Wakefield tomó la mano de Rebecca y posó los labios lentamente en ella.

– Espero que no le parezca demasiado atrevido, querida mía -dijo-. Es usted verdaderamente un dechado de virtudes, un tipo excepcional de mujer que no se encuentra muy a menudo entre los engreídos pavos reales londinenses. El señor Osgood es muy afortunado por contar con su lealtad.

Invadida por una peculiar sensación de vulnerabilidad y pudor, se encontró incapaz de pronunciar palabra.

– El señor Osgood me dijo que había estado casada -continuó Wakefield en tono amable-. Pero las leyes son diferentes en Inglaterra. Si usted quisiera, no tendría que volver a pensar en eso.

– ¿El señor Osgood le dijo que estaba divorciada? -preguntó Rebecca sorprendida.

– Sí, cuando estábamos a bordo del Samaria -dijo.
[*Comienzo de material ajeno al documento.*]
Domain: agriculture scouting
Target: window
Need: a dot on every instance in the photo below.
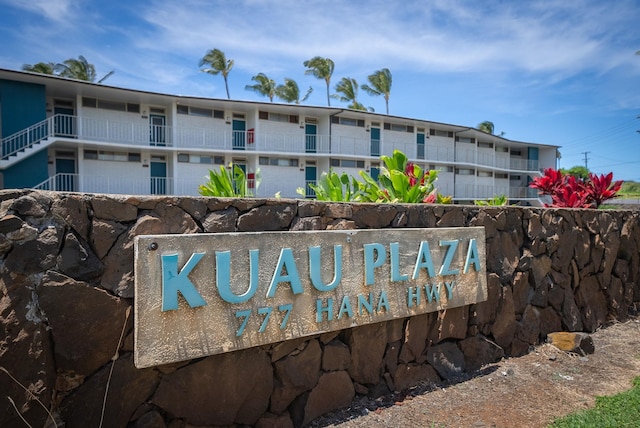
(89, 102)
(109, 105)
(440, 133)
(466, 140)
(347, 121)
(465, 171)
(112, 105)
(134, 157)
(200, 112)
(263, 160)
(398, 127)
(108, 156)
(347, 163)
(278, 117)
(201, 159)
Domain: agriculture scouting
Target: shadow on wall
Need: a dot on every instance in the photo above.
(67, 284)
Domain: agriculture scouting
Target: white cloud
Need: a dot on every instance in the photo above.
(54, 10)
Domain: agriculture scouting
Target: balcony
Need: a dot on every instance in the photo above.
(140, 134)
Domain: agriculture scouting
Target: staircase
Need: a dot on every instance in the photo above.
(24, 143)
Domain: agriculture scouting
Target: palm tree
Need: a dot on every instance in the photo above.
(41, 67)
(264, 86)
(348, 88)
(320, 68)
(80, 69)
(380, 85)
(486, 126)
(289, 92)
(219, 64)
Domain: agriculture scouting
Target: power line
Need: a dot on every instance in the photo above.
(586, 160)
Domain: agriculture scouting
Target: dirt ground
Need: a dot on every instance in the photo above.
(528, 391)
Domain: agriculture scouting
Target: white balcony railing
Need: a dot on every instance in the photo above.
(144, 134)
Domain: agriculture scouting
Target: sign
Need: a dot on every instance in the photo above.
(204, 294)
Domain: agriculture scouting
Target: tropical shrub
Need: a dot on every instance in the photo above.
(333, 187)
(496, 201)
(568, 191)
(400, 181)
(230, 183)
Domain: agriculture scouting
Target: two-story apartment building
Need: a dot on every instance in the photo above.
(63, 134)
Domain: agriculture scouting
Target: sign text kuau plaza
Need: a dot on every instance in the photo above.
(204, 294)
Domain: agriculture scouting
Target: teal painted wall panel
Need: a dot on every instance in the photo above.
(23, 104)
(27, 173)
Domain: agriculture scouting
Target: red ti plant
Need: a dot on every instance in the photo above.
(601, 188)
(567, 191)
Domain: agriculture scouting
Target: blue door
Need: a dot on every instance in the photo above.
(375, 172)
(239, 135)
(158, 176)
(310, 178)
(375, 142)
(157, 130)
(65, 175)
(63, 122)
(420, 144)
(310, 131)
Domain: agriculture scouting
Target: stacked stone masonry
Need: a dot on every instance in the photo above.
(66, 295)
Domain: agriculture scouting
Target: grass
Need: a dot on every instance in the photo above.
(621, 410)
(630, 190)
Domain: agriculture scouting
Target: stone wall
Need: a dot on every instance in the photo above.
(66, 292)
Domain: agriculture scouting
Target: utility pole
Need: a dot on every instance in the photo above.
(586, 160)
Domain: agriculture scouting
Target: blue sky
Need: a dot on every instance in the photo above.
(551, 72)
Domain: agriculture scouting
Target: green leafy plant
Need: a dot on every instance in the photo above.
(334, 187)
(496, 201)
(230, 183)
(399, 181)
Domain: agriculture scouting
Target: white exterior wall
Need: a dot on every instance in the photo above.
(547, 157)
(438, 149)
(398, 140)
(277, 136)
(113, 126)
(350, 140)
(283, 179)
(501, 159)
(114, 177)
(444, 183)
(201, 132)
(486, 156)
(190, 175)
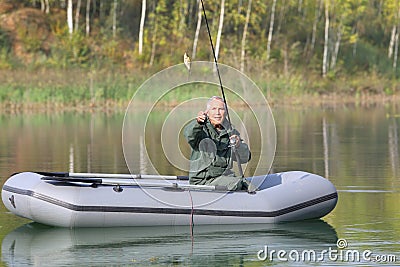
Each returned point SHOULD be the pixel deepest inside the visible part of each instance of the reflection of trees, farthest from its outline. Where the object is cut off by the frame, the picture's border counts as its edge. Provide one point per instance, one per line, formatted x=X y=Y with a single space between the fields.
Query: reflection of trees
x=393 y=143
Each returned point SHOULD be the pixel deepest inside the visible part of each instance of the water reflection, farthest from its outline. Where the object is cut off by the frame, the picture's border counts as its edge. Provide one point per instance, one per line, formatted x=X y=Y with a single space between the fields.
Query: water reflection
x=37 y=245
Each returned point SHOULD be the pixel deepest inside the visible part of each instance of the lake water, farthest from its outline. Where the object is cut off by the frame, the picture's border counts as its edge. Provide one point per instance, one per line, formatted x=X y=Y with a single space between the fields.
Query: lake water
x=356 y=148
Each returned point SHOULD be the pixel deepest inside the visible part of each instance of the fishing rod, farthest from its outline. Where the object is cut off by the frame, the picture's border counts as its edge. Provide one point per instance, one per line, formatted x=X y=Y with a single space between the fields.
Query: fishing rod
x=223 y=93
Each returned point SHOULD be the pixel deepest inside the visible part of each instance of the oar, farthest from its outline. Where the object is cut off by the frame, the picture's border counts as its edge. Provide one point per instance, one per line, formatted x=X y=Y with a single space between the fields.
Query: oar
x=119 y=182
x=113 y=176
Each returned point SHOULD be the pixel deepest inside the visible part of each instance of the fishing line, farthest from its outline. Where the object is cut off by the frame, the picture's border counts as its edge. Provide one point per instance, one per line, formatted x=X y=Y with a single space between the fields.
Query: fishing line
x=222 y=91
x=216 y=65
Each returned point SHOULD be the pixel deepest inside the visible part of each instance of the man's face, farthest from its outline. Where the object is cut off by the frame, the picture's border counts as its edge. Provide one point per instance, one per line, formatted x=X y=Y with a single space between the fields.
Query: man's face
x=216 y=112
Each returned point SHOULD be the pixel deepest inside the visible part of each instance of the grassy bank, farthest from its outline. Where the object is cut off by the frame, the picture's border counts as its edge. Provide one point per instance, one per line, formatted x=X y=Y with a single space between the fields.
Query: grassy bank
x=49 y=90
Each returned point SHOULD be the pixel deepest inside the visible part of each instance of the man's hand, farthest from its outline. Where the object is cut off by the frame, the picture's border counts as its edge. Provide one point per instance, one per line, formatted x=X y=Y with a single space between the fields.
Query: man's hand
x=201 y=117
x=235 y=140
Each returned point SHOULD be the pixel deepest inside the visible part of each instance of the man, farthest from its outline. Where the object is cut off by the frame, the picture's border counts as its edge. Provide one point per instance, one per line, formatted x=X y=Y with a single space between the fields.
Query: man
x=211 y=157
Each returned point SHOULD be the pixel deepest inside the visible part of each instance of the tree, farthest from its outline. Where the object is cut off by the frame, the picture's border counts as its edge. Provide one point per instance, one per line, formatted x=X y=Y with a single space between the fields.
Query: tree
x=69 y=17
x=220 y=26
x=246 y=25
x=141 y=28
x=326 y=40
x=271 y=29
x=198 y=26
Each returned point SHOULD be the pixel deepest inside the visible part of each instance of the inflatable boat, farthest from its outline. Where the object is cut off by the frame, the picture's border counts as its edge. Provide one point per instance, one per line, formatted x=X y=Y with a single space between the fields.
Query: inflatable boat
x=114 y=200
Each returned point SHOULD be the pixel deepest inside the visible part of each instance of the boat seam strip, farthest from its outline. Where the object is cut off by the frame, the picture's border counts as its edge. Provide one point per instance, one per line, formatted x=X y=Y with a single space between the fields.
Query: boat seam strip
x=208 y=212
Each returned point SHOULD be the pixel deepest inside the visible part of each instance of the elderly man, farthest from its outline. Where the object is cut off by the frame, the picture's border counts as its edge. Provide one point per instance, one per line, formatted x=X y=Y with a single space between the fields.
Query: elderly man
x=211 y=157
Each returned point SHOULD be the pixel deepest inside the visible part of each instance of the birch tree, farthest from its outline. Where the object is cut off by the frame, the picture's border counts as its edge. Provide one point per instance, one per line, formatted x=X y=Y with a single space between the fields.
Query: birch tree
x=114 y=26
x=198 y=26
x=326 y=41
x=87 y=17
x=220 y=26
x=77 y=14
x=246 y=25
x=271 y=29
x=141 y=27
x=69 y=17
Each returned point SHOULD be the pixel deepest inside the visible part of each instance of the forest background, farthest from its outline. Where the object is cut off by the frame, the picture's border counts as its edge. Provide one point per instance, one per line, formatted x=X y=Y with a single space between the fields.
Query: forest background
x=96 y=53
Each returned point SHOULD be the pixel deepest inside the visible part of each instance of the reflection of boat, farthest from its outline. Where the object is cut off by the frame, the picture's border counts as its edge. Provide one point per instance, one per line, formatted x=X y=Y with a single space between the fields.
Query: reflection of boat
x=38 y=245
x=75 y=202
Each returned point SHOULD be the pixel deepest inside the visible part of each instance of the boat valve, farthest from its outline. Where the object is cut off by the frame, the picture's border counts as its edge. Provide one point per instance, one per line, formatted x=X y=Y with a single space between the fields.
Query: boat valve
x=118 y=188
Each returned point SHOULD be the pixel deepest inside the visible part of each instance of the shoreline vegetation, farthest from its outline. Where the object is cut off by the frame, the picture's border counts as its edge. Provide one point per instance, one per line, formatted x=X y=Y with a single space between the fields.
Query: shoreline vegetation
x=76 y=90
x=66 y=55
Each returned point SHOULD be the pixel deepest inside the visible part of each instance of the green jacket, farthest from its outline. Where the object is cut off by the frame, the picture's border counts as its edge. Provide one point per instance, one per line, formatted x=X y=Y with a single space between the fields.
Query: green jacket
x=211 y=154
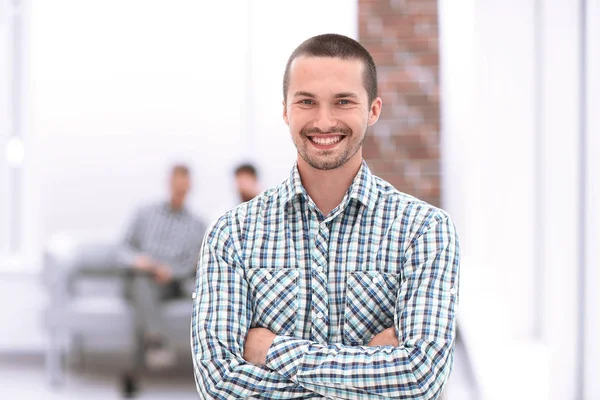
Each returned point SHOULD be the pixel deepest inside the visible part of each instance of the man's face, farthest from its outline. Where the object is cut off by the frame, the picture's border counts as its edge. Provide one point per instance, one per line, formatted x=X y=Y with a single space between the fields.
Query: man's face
x=247 y=185
x=328 y=111
x=180 y=186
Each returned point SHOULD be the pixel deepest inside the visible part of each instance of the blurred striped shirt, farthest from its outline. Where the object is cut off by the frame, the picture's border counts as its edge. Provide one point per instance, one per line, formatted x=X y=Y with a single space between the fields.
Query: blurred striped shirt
x=171 y=237
x=326 y=285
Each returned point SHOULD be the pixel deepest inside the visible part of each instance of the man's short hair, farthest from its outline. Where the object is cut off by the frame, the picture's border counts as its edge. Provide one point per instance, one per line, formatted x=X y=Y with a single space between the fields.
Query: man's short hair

Al observar la confusión de la mujer, añadió-: Su intención no era otra que protegerla a usted, señorita Sand. Creo que advirtió mi inmediato y sincero afecto por usted y quiso prevenir cualquier equívoco. ¿Mi interés por su vida es tan sorprendente, querida amiga, como parece reflejar la expresión de su rostro?

Los cascabeles del carruaje que se disponía a trasladar al paciente a Falstaff repicaron.

– Tengo que ir a ayudarle, señor Wakefield -dijo Rebecca.

El editor despertaba cada día con un poco más de energía física y una inquietud mental más pronunciada. Las fracturas de las costillas, aunque le seguían doliendo, mejoraban poco a poco. El doctor Steele le había dado a Osgood instrucciones precisas para que no se quitara los vendajes del torso y limitara la respiración profunda y cualquier esfuerzo, a riesgo de causarse graves lesiones permanentes en los pulmones. Una mañana, mientras recogía el desayuno de Osgood, el dueño del hostal colocó un jarrón de flores frescas en un aguamanil.